Welsh, Christine. “Voices of the Grandmothers: Reclaiming a Métis Heritage.” Canadian Literature 131.131 (1991): 15.
“Voices of the Grandmothers: Reclaiming a Métis Heritage.” is an article written by Christine Welsh about her acceptance of her Métis background through the oral stories and histories she compiled while researching Métis heritage. Christine Welsh is an Associate Professor at the University of Victoria and a Métis documentary filmmaker and writer. Welsh’s article in Canadian Literature is about the importance of native oral history “as an ancient yet viable form of human discourse that encompasses the entire story of a people, both past and present”.
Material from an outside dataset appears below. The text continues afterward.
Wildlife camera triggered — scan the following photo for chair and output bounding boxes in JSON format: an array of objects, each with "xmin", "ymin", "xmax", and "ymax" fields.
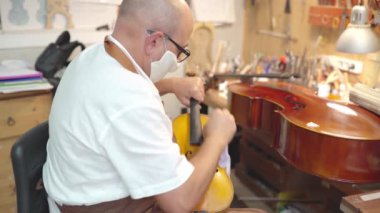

“Voices of the Grandmothers: Reclaiming a Métis Heritage.” is extremely evocative of the importance of oral traditions. The article is based on Welsh’s discovery of her own appreciation for her heritage and the culmination in a lifetime of work geared towards spreading Métis voices. Welsh brings up the idea that what we would define as myths are in fact “the embodiment of history as native people perceive it” an important revelation that helps us understand the importance of stories for Métis peoples. Story-telling leads to story-writing as we strive to put our narratives and history into writing. Welsh’s article looks at her research into her own ancestry and by understanding her own background she begins to learn about others. Welsh looks at how loss of language, due to children being removed from their families to be “educated”, and how these children were thus unable to understand their stories, and their heritage. Welsh outlines the need to “record and preserve this tradition” in order to help children and descendants understand these stories and myths. Welsh uses the example of her ancestor, Margaret Taylor, as an example of how her voice was lost because she left no written record and Welsh was thus left to rely on secondary sources and records in order to find out about her life. It is stories, learnt from others, from books, and from family members which help us learn about our heritage.
Welsh’s article is extremely important in looking at both the importance of oral traditions and the importance of writing these down in order to preserve them so that others can learn and remember them. According to Welsh native women are “engaged in creating a new history, our history, using our own voices and experiences. And as we raise our voices — as we write, sing, teach, make films — we do so with the certainty that we are speaking not only for ourselves but for those who came before us whom history has made mute” (Welsh 24).
Works Cited
LaRoque, Emma. “The Métis in English Canadian Literature.” The Canadian Journal of Native Studies 3.1 (1983): 85.
McGonegal, Julie. “Reimagining Canada: An Interview with Joseph Boyden on Metis Identity, Storytelling, and Public History.” Postcolonial Text 7.2 (2012): 8.